Waldron v. Waldron

—In a matrimonial action in which the parties were divorced by a judgment dated September 29, 1982, the defendant appeals, as limited by his brief, from so much of an order and judgment (one paper) of the Supreme Court, Nassau County (Feuerstein, J.), entered May 5, 1995, as granted the plaintiffs motion for an upward modification of child support and directed him to pay counsel fees and expenses in the sum of $9,000.

*434Ordered that the order and judgment is affirmed insofar as appealed from, with costs.

The Supreme Court did not improvidently exercise its discretion by granting the former wife’s application for an upward modification of child support.

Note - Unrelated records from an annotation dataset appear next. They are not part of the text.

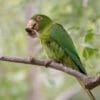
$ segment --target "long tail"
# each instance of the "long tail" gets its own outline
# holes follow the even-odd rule
[[[89,89],[86,89],[86,88],[85,88],[85,86],[84,86],[84,84],[83,84],[83,82],[82,82],[81,80],[78,79],[78,81],[79,81],[80,85],[83,87],[83,89],[84,89],[84,90],[87,92],[87,94],[89,95],[90,100],[95,100],[95,97],[93,96],[92,92],[91,92]]]

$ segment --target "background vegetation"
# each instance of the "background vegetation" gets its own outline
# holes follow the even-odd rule
[[[100,0],[0,0],[0,55],[45,58],[25,32],[43,13],[72,37],[89,75],[100,74]],[[100,87],[93,90],[96,100]],[[76,79],[52,69],[0,61],[0,100],[89,100]]]

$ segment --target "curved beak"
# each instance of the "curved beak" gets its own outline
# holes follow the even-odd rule
[[[35,20],[29,20],[25,28],[28,35],[33,38],[37,37],[37,34],[36,34],[37,27],[36,26],[37,26],[37,22]]]

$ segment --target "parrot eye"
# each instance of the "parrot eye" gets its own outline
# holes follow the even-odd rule
[[[36,21],[37,21],[37,22],[40,22],[42,19],[43,19],[42,16],[37,16]]]

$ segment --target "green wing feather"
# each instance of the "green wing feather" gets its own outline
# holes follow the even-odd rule
[[[79,71],[86,74],[84,67],[80,61],[80,58],[75,50],[72,39],[68,35],[67,31],[60,24],[54,24],[50,28],[50,36],[57,44],[68,54],[73,62],[78,67]]]
[[[65,53],[71,57],[73,62],[78,67],[79,71],[86,74],[86,71],[82,66],[80,58],[75,50],[73,41],[68,35],[67,31],[60,24],[54,24],[50,28],[50,36],[65,51]],[[95,100],[92,92],[85,88],[83,82],[81,82],[79,79],[78,81],[89,95],[90,100]]]

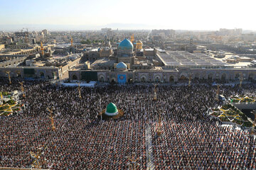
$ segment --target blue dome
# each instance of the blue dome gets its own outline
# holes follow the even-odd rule
[[[128,39],[124,39],[118,45],[119,50],[133,50],[133,45]]]
[[[119,62],[117,64],[117,69],[127,69],[127,65],[124,62]]]

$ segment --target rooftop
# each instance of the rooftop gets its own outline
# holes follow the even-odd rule
[[[202,53],[189,53],[186,51],[166,51],[159,53],[166,66],[230,66]]]

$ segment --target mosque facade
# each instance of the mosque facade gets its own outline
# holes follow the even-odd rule
[[[134,44],[136,45],[135,49]],[[108,68],[114,69],[70,71],[70,80],[71,81],[77,80],[97,81],[119,84],[134,82],[175,83],[186,81],[189,79],[221,80],[226,82],[238,81],[241,79],[241,77],[242,77],[242,80],[256,80],[256,69],[250,67],[239,69],[214,68],[213,67],[193,68],[184,66],[175,69],[163,69],[159,67],[159,69],[142,69],[143,65],[145,66],[145,68],[153,68],[154,67],[149,64],[140,64],[139,67],[137,67],[137,64],[139,64],[142,62],[144,64],[146,64],[147,61],[143,55],[142,42],[137,41],[134,44],[128,39],[124,39],[119,44],[115,63],[108,66]],[[142,52],[142,55],[137,55],[138,52],[140,54],[140,52]],[[159,56],[156,56],[157,57]],[[154,62],[154,64],[158,64],[157,61]],[[93,76],[82,76],[85,74],[93,75]]]

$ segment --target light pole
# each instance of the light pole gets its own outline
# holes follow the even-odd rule
[[[156,86],[157,86],[157,85],[158,85],[158,84],[154,84],[154,86],[155,87],[154,90],[154,98],[153,98],[154,101],[156,101],[156,99],[157,99],[157,96],[156,96]]]
[[[9,84],[11,84],[10,71],[7,71],[6,74],[8,74],[8,78],[9,79]]]
[[[24,88],[23,86],[23,82],[18,82],[21,84],[21,89],[22,91],[22,96],[25,98]]]
[[[242,74],[241,74],[241,76],[240,76],[240,84],[239,86],[241,87],[241,86],[242,86],[242,79],[243,79],[243,75],[242,75]]]
[[[101,98],[100,98],[100,111],[101,111],[100,120],[102,120],[102,108],[101,108]]]
[[[192,79],[192,74],[191,73],[189,74],[188,86],[191,86],[191,79]]]
[[[142,159],[142,157],[139,157],[137,159],[135,158],[135,152],[132,153],[132,157],[125,157],[129,162],[127,163],[127,169],[129,170],[137,170],[139,169],[139,164],[137,162],[139,159]]]
[[[217,91],[216,91],[216,100],[217,101],[218,100],[218,95],[219,95],[219,93],[220,93],[220,84],[217,85]]]
[[[56,128],[54,125],[54,117],[53,115],[53,108],[47,108],[47,110],[50,112],[50,116],[49,118],[50,119],[50,123],[51,123],[51,126],[52,126],[52,130],[54,132],[56,129]]]

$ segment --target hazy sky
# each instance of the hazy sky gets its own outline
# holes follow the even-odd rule
[[[0,30],[17,24],[87,29],[117,25],[112,23],[134,29],[256,30],[252,0],[0,0]]]

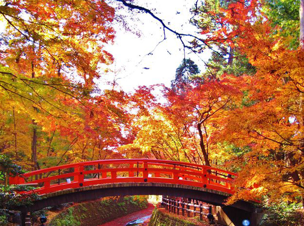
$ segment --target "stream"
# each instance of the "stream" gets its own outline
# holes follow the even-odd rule
[[[148,215],[142,218],[138,218],[136,220],[132,220],[126,224],[126,226],[141,226],[143,223],[147,222],[151,218],[151,215]]]
[[[144,226],[145,224],[143,224],[143,223],[148,220],[154,209],[154,206],[148,204],[148,207],[144,210],[117,218],[98,226]]]

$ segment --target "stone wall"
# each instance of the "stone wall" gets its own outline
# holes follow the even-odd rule
[[[145,208],[147,204],[138,196],[81,203],[62,212],[49,226],[96,226]]]
[[[148,226],[197,226],[186,220],[166,214],[155,208]]]

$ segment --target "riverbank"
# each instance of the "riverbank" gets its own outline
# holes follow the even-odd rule
[[[49,226],[97,226],[147,208],[146,197],[108,197],[75,204],[57,212],[49,211]]]
[[[148,226],[208,226],[206,222],[199,221],[199,216],[187,218],[169,212],[158,207],[153,210]]]
[[[121,218],[117,218],[110,222],[100,224],[98,226],[125,226],[127,223],[132,220],[152,214],[153,210],[154,210],[154,206],[151,204],[148,204],[147,208],[145,209]]]

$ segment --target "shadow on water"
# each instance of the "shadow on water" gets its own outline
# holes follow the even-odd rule
[[[129,222],[128,224],[126,224],[125,226],[140,226],[145,222],[146,220],[150,219],[151,215],[148,215],[146,216],[143,216],[142,218],[138,218],[138,219],[135,220],[131,222]]]

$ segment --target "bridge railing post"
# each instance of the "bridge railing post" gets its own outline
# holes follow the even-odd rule
[[[134,168],[134,164],[133,163],[130,163],[129,165],[129,168]],[[134,176],[134,171],[129,171],[129,178],[133,178]]]
[[[85,180],[85,176],[84,174],[84,167],[83,164],[81,162],[79,164],[79,165],[76,166],[74,168],[75,172],[78,172],[78,174],[74,176],[74,180],[77,182],[78,182],[79,186],[83,186],[83,182]]]
[[[173,200],[173,213],[176,214],[176,208],[175,206],[176,205],[176,200]]]
[[[144,162],[143,164],[143,178],[144,181],[147,182],[148,180],[148,162]]]
[[[188,218],[190,218],[190,205],[189,205],[189,201],[187,202],[187,216]]]
[[[200,221],[203,220],[203,205],[201,203],[199,204],[199,220]]]
[[[202,169],[201,182],[204,184],[206,185],[208,184],[208,172],[207,169],[204,167],[203,167],[203,168]]]

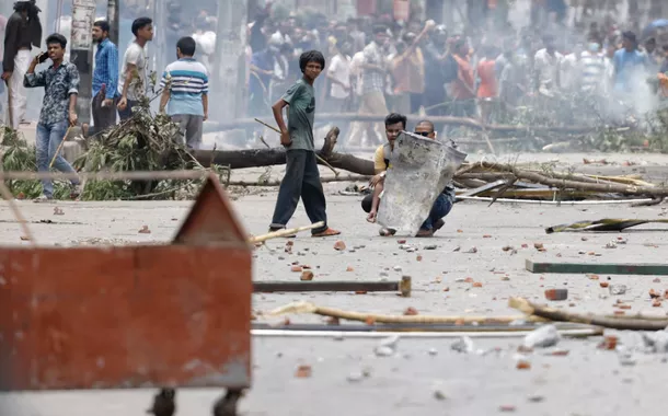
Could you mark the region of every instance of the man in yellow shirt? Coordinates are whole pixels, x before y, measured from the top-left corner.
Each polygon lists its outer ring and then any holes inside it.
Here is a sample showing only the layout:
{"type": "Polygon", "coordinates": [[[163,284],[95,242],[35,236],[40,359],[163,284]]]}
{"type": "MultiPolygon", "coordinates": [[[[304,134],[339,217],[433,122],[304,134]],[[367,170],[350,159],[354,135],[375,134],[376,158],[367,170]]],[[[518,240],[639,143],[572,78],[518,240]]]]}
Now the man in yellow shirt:
{"type": "MultiPolygon", "coordinates": [[[[369,213],[367,217],[367,221],[369,222],[376,222],[378,207],[383,192],[385,172],[390,167],[390,157],[394,150],[396,138],[406,129],[406,116],[401,114],[392,113],[385,117],[385,135],[388,137],[388,142],[376,149],[376,154],[373,155],[373,170],[376,171],[376,175],[369,183],[369,185],[373,187],[373,192],[371,195],[367,195],[361,201],[362,209],[369,213]]],[[[434,124],[429,120],[419,122],[417,126],[415,126],[415,134],[436,140],[434,124]]],[[[429,217],[422,224],[416,236],[433,236],[436,231],[440,230],[445,226],[444,218],[450,213],[450,210],[452,209],[454,198],[454,189],[448,185],[434,203],[429,217]]],[[[393,235],[394,230],[382,228],[380,234],[384,236],[393,235]]]]}

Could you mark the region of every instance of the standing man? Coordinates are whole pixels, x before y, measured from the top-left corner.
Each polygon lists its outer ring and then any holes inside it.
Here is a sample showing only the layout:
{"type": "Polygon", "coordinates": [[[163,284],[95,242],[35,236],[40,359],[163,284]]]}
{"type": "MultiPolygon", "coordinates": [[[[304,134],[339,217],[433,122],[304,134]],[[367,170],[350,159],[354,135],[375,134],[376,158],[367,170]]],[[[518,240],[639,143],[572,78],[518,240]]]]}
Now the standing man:
{"type": "Polygon", "coordinates": [[[7,22],[4,33],[4,56],[2,59],[2,80],[9,93],[9,124],[19,128],[25,117],[27,99],[23,78],[31,62],[32,46],[42,45],[42,24],[35,0],[16,1],[14,13],[7,22]]]}
{"type": "MultiPolygon", "coordinates": [[[[4,58],[4,28],[7,27],[7,18],[0,14],[0,68],[2,68],[2,59],[4,58]]],[[[0,124],[9,123],[4,122],[4,82],[0,81],[0,124]]]]}
{"type": "Polygon", "coordinates": [[[622,48],[614,53],[614,92],[629,94],[645,82],[647,55],[637,49],[635,33],[622,33],[622,48]]]}
{"type": "Polygon", "coordinates": [[[93,24],[93,42],[97,44],[93,72],[93,125],[95,132],[116,124],[118,88],[118,48],[110,41],[110,24],[93,24]]]}
{"type": "MultiPolygon", "coordinates": [[[[64,62],[67,39],[56,33],[46,38],[48,58],[54,62],[45,71],[35,73],[35,67],[47,59],[46,54],[36,56],[30,65],[23,84],[26,88],[44,86],[44,102],[37,125],[36,153],[37,169],[48,172],[54,157],[54,167],[60,172],[74,173],[72,166],[57,154],[60,142],[65,140],[68,126],[77,124],[77,95],[79,94],[79,71],[71,62],[64,62]]],[[[76,199],[81,194],[79,180],[72,180],[70,197],[76,199]]],[[[43,194],[35,201],[54,199],[51,180],[42,180],[43,194]]]]}
{"type": "Polygon", "coordinates": [[[450,84],[452,95],[453,115],[459,117],[473,117],[475,115],[475,76],[470,47],[464,37],[459,37],[452,45],[452,58],[457,62],[457,78],[450,84]]]}
{"type": "Polygon", "coordinates": [[[312,236],[341,234],[339,231],[327,227],[325,195],[320,182],[313,145],[313,122],[315,118],[313,82],[324,67],[325,58],[320,51],[310,50],[301,54],[299,68],[303,77],[285,93],[283,99],[272,106],[274,118],[280,129],[280,143],[287,150],[287,167],[278,190],[274,219],[269,226],[270,231],[286,228],[301,197],[311,222],[324,222],[323,227],[312,230],[312,236]],[[286,126],[283,109],[288,105],[290,108],[286,126]]]}
{"type": "Polygon", "coordinates": [[[146,95],[148,57],[146,44],[153,41],[153,21],[139,18],[133,22],[135,42],[128,46],[123,57],[123,70],[118,81],[118,116],[126,120],[133,116],[133,107],[146,95]]]}
{"type": "Polygon", "coordinates": [[[556,50],[554,36],[543,36],[544,48],[533,56],[535,91],[541,95],[552,97],[561,89],[560,72],[564,56],[556,50]]]}
{"type": "Polygon", "coordinates": [[[189,149],[201,145],[203,125],[209,113],[209,74],[203,63],[193,59],[196,48],[194,38],[182,37],[176,43],[178,60],[168,65],[160,81],[160,112],[169,103],[168,114],[181,127],[189,149]]]}
{"type": "MultiPolygon", "coordinates": [[[[361,69],[361,101],[360,114],[388,114],[384,88],[388,74],[387,53],[390,37],[388,28],[383,25],[373,27],[373,41],[362,51],[364,62],[361,69]]],[[[350,145],[362,143],[364,134],[367,134],[368,143],[380,141],[382,123],[354,124],[350,132],[350,145]]]]}

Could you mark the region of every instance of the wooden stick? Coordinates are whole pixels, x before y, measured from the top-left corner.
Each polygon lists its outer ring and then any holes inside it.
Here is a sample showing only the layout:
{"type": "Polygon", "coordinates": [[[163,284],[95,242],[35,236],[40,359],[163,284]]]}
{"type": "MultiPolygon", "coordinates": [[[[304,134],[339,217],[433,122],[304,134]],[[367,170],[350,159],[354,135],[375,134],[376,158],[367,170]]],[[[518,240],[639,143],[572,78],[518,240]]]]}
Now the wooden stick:
{"type": "Polygon", "coordinates": [[[667,320],[618,319],[592,314],[565,312],[529,302],[523,298],[510,298],[508,305],[531,316],[540,316],[555,322],[574,322],[603,326],[613,330],[660,331],[668,326],[667,320]]]}
{"type": "Polygon", "coordinates": [[[333,316],[348,321],[376,322],[376,323],[412,323],[412,324],[471,324],[483,323],[510,323],[514,321],[543,322],[543,319],[535,316],[428,316],[428,315],[381,315],[375,313],[361,313],[343,311],[341,309],[316,307],[310,302],[293,302],[283,308],[268,312],[269,316],[284,315],[288,313],[314,313],[323,316],[333,316]]]}
{"type": "Polygon", "coordinates": [[[0,181],[0,194],[2,194],[2,197],[7,200],[9,208],[11,209],[12,213],[14,215],[14,218],[21,224],[21,228],[23,229],[23,234],[25,234],[25,238],[31,241],[31,244],[35,244],[35,239],[34,239],[33,233],[31,232],[30,228],[27,227],[27,221],[25,220],[25,218],[21,213],[21,210],[14,203],[14,197],[3,181],[0,181]]]}
{"type": "Polygon", "coordinates": [[[51,159],[51,163],[48,164],[48,169],[54,167],[54,162],[56,162],[56,159],[58,159],[58,154],[60,154],[60,150],[62,149],[62,146],[65,146],[65,140],[67,140],[67,137],[69,136],[71,129],[72,126],[68,127],[67,131],[65,131],[65,136],[62,137],[62,140],[60,140],[60,145],[58,145],[58,149],[54,154],[54,159],[51,159]]]}
{"type": "Polygon", "coordinates": [[[106,180],[106,181],[164,181],[164,180],[199,180],[210,171],[126,171],[126,172],[23,172],[4,171],[0,172],[0,181],[39,181],[39,180],[106,180]]]}
{"type": "MultiPolygon", "coordinates": [[[[365,175],[346,175],[346,176],[330,176],[323,177],[320,176],[320,182],[323,184],[327,184],[331,182],[369,182],[371,176],[365,175]]],[[[230,186],[280,186],[280,181],[270,181],[270,182],[261,182],[261,181],[231,181],[230,186]]]]}
{"type": "Polygon", "coordinates": [[[552,178],[546,175],[516,169],[511,165],[499,163],[481,162],[481,165],[486,169],[493,169],[499,172],[512,173],[516,177],[535,182],[539,184],[554,186],[556,188],[575,188],[580,190],[595,190],[600,193],[625,194],[625,195],[650,195],[650,196],[668,196],[668,187],[652,187],[652,186],[635,186],[623,184],[591,184],[574,181],[569,178],[552,178]]]}
{"type": "MultiPolygon", "coordinates": [[[[280,130],[277,129],[276,127],[268,125],[266,123],[264,123],[263,120],[261,120],[260,118],[255,118],[255,122],[260,123],[261,125],[265,126],[266,128],[270,128],[272,130],[276,131],[277,134],[280,135],[280,130]]],[[[315,153],[315,158],[318,158],[319,161],[321,161],[325,166],[330,167],[330,170],[332,170],[332,172],[334,172],[335,176],[338,176],[338,172],[332,167],[332,165],[330,163],[327,163],[326,160],[322,159],[321,157],[318,155],[318,153],[315,153]]]]}
{"type": "Polygon", "coordinates": [[[297,228],[291,228],[291,229],[288,229],[288,230],[274,231],[274,232],[269,232],[267,234],[252,236],[252,238],[249,239],[249,242],[251,244],[263,243],[263,242],[265,242],[267,240],[278,239],[278,238],[281,238],[281,236],[286,236],[286,235],[292,235],[292,234],[298,233],[300,231],[313,230],[313,229],[321,228],[321,227],[324,227],[324,226],[325,226],[325,222],[324,221],[320,221],[320,222],[315,222],[314,224],[310,224],[310,226],[297,227],[297,228]]]}
{"type": "Polygon", "coordinates": [[[400,292],[411,297],[411,277],[400,281],[253,281],[253,291],[274,292],[400,292]]]}

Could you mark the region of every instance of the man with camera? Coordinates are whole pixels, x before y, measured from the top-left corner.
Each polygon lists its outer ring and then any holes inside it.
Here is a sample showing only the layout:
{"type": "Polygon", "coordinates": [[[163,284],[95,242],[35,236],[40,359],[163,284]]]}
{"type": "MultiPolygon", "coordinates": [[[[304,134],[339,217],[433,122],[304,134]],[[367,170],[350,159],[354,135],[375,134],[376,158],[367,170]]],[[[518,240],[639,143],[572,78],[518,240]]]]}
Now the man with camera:
{"type": "MultiPolygon", "coordinates": [[[[60,34],[53,34],[46,38],[48,53],[37,55],[31,62],[23,85],[25,88],[44,86],[44,102],[37,125],[35,147],[37,152],[37,170],[49,172],[51,165],[60,172],[76,173],[72,166],[58,154],[62,140],[67,135],[68,126],[77,124],[77,95],[79,94],[79,71],[71,62],[64,62],[67,39],[60,34]],[[53,65],[46,70],[35,73],[35,67],[48,58],[53,65]]],[[[42,180],[43,194],[35,201],[49,201],[54,199],[54,183],[51,180],[42,180]]],[[[71,180],[70,197],[77,199],[81,194],[78,178],[71,180]]]]}
{"type": "Polygon", "coordinates": [[[33,45],[39,47],[42,44],[39,12],[35,0],[16,1],[14,13],[9,18],[4,31],[1,78],[9,90],[8,124],[14,129],[24,120],[27,107],[23,77],[31,61],[31,49],[33,45]]]}

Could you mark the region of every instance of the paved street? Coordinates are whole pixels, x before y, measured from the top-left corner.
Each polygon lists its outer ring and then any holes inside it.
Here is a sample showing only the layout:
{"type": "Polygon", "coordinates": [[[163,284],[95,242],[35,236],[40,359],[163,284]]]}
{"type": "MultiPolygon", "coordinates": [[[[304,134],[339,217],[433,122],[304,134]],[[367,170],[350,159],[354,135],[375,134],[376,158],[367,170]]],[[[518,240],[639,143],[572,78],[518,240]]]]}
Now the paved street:
{"type": "MultiPolygon", "coordinates": [[[[571,157],[577,160],[579,155],[571,157]]],[[[608,157],[611,160],[615,158],[608,157]]],[[[620,157],[623,160],[623,157],[620,157]]],[[[629,158],[626,158],[629,159],[629,158]]],[[[637,157],[636,159],[641,159],[637,157]]],[[[581,159],[580,159],[581,161],[581,159]]],[[[663,175],[668,158],[653,157],[645,167],[663,175]]],[[[260,172],[262,172],[261,170],[260,172]]],[[[275,175],[280,170],[274,169],[275,175]]],[[[324,172],[323,172],[324,174],[324,172]]],[[[237,175],[237,173],[234,174],[237,175]]],[[[253,177],[255,171],[241,174],[253,177]]],[[[233,176],[235,178],[237,176],[233,176]]],[[[336,195],[345,184],[326,186],[331,226],[343,231],[347,249],[334,250],[335,239],[295,240],[292,254],[274,240],[255,252],[254,279],[295,280],[290,263],[312,267],[315,280],[399,280],[413,278],[413,297],[394,293],[288,293],[256,294],[255,311],[267,311],[292,301],[359,312],[402,314],[415,308],[421,314],[515,315],[509,297],[521,296],[546,303],[548,288],[567,288],[568,300],[552,305],[571,311],[612,313],[618,300],[630,313],[666,315],[666,305],[653,308],[648,290],[663,293],[668,277],[540,275],[525,270],[526,259],[598,263],[661,263],[666,258],[667,227],[640,227],[622,234],[557,233],[544,228],[601,218],[665,218],[666,205],[538,206],[486,203],[458,204],[446,227],[429,240],[406,239],[415,252],[402,250],[400,238],[378,236],[376,226],[365,221],[360,197],[336,195]],[[621,239],[621,240],[620,240],[621,239]],[[615,242],[614,249],[607,244],[615,242]],[[620,242],[625,242],[620,243],[620,242]],[[545,252],[534,249],[542,243],[545,252]],[[526,244],[527,247],[522,247],[526,244]],[[436,245],[426,250],[427,245],[436,245]],[[503,251],[512,246],[512,251],[503,251]],[[469,253],[475,247],[476,253],[469,253]],[[458,250],[459,249],[459,250],[458,250]],[[583,253],[583,254],[580,254],[583,253]],[[595,253],[589,254],[589,253],[595,253]],[[418,256],[422,258],[418,261],[418,256]],[[346,271],[352,268],[352,271],[346,271]],[[461,281],[471,277],[482,287],[461,281]],[[623,284],[629,290],[612,296],[600,282],[623,284]],[[446,291],[446,289],[449,289],[446,291]]],[[[251,234],[266,232],[275,189],[235,193],[233,205],[251,234]]],[[[164,242],[173,235],[191,203],[58,203],[19,206],[39,244],[112,242],[164,242]],[[54,216],[54,207],[64,216],[54,216]],[[51,220],[53,223],[39,223],[51,220]],[[150,234],[138,230],[148,226],[150,234]]],[[[300,206],[290,226],[307,224],[300,206]]],[[[28,244],[7,204],[0,205],[0,243],[28,244]]],[[[403,238],[401,238],[403,239],[403,238]]],[[[290,316],[293,323],[322,322],[318,316],[290,316]]],[[[531,369],[517,370],[521,338],[474,338],[476,351],[450,349],[457,338],[400,339],[392,357],[377,357],[378,339],[254,338],[254,386],[241,402],[246,415],[494,415],[514,409],[517,415],[641,415],[661,408],[663,386],[668,381],[663,355],[645,354],[640,334],[622,334],[631,358],[596,346],[600,339],[562,339],[556,348],[567,356],[553,356],[554,348],[537,349],[525,359],[531,369]],[[498,350],[494,350],[498,348],[498,350]],[[430,351],[431,350],[431,351],[430,351]],[[480,351],[477,351],[480,350],[480,351]],[[481,353],[481,354],[479,354],[481,353]],[[484,354],[482,354],[484,353],[484,354]],[[312,367],[308,379],[295,378],[299,365],[312,367]],[[436,395],[445,396],[439,400],[436,395]],[[506,406],[506,407],[499,407],[506,406]],[[508,407],[509,406],[509,407],[508,407]]],[[[152,391],[59,392],[0,395],[2,415],[120,416],[142,414],[152,391]],[[2,406],[11,406],[5,411],[2,406]]],[[[218,392],[180,391],[178,415],[208,415],[218,392]]]]}

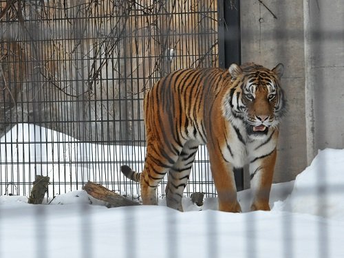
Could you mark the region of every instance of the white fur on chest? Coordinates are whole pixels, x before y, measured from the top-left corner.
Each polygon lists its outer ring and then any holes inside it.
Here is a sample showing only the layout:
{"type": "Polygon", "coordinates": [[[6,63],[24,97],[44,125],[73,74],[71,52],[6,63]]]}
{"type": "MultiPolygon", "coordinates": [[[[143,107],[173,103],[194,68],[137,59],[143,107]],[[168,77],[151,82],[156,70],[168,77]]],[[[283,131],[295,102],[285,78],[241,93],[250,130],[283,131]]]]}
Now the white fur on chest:
{"type": "Polygon", "coordinates": [[[230,162],[234,167],[241,168],[248,162],[246,144],[247,136],[242,123],[236,123],[235,126],[240,136],[238,136],[232,124],[229,124],[227,131],[228,137],[226,142],[221,146],[221,151],[226,160],[230,162]]]}

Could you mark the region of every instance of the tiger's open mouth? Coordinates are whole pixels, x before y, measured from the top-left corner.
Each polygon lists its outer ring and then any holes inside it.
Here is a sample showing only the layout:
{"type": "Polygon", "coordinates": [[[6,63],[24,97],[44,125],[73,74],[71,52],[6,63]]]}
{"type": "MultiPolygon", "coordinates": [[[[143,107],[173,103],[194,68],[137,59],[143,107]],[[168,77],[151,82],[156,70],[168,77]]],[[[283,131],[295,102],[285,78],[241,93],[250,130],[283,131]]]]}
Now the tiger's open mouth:
{"type": "Polygon", "coordinates": [[[266,134],[269,131],[269,128],[264,125],[259,125],[257,126],[250,125],[247,127],[247,133],[248,134],[266,134]]]}
{"type": "Polygon", "coordinates": [[[253,131],[264,131],[266,128],[267,127],[265,125],[260,125],[257,127],[253,127],[253,131]]]}

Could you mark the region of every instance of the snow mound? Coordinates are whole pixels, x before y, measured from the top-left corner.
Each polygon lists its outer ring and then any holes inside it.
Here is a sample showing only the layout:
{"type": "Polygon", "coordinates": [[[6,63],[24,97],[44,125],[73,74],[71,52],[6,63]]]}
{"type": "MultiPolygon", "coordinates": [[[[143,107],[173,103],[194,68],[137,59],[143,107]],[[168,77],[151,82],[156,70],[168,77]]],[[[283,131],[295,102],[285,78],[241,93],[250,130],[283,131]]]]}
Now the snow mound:
{"type": "Polygon", "coordinates": [[[344,150],[320,151],[296,178],[294,189],[274,210],[344,219],[344,150]]]}

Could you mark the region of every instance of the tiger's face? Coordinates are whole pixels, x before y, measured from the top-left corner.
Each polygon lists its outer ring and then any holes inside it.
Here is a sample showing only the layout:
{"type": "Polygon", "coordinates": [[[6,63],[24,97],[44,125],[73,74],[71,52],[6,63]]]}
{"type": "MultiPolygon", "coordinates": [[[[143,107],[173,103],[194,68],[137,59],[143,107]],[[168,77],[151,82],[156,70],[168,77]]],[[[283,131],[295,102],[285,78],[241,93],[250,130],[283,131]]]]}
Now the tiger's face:
{"type": "Polygon", "coordinates": [[[266,136],[269,129],[278,128],[285,110],[285,100],[279,85],[283,66],[270,70],[255,64],[230,65],[229,72],[235,84],[229,94],[230,111],[235,122],[244,121],[248,136],[257,138],[266,136]]]}

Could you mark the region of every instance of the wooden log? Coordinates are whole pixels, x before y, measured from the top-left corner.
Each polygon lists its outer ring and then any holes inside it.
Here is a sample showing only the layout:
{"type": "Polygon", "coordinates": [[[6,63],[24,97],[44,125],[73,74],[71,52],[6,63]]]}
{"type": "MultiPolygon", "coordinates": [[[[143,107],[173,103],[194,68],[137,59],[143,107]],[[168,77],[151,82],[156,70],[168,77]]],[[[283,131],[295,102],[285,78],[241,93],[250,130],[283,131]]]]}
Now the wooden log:
{"type": "Polygon", "coordinates": [[[203,200],[204,198],[204,193],[193,193],[191,195],[191,200],[193,204],[200,207],[203,206],[203,200]]]}
{"type": "Polygon", "coordinates": [[[83,189],[93,197],[107,202],[107,208],[140,205],[138,202],[133,202],[93,182],[89,181],[83,189]]]}
{"type": "Polygon", "coordinates": [[[41,204],[44,199],[44,195],[47,191],[47,185],[50,178],[43,175],[36,175],[36,180],[34,182],[31,195],[28,202],[31,204],[41,204]]]}

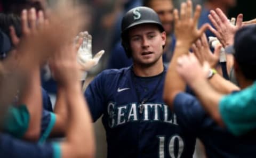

The former wife demonstrated that the combination of her own income and the former husband’s child support obligation, as set forth in the parties’ prior settlement, was not adequate to meet the custodial daughter’s needs (see, Matter of Brescia v Fitts, 56 NY2d 132; Rocchio v Rocchio, 213 AD2d 535, 536; Matter of Berg v O’Leary, 193 AD2d 732, 734; see also, Matter of Pettey v Piko, 215 AD2d 485; Matter of Schiavone v Schiavone, 208 AD2d 543).

The issue of counsel fees is controlled by the equities and circumstances of each particular case, and the court must consider the relative merits of the parties’ positions and their respective financial positions in determining whether an award is appropriate (see, Domestic Relations Law § 237 [a]; O’Brien v O’Brien, 66 NY2d 576, 590; Linda R. v Richard E., 176 AD2d 312, 313-314). Given the great disparity in the incomes of the parties, as well as the merits of the former wife’s position, we decline to disturb the Supreme Court’s award of counsel fees and expenses (see, Kret v Kret, 222 AD2d 412; Krinsky v Krinsky, 208 AD2d 599, 600-601; Maher v Maher, 196 AD2d 530, 532). Pizzuto, J. P., Santucci, Altman and Hart, JJ., concur.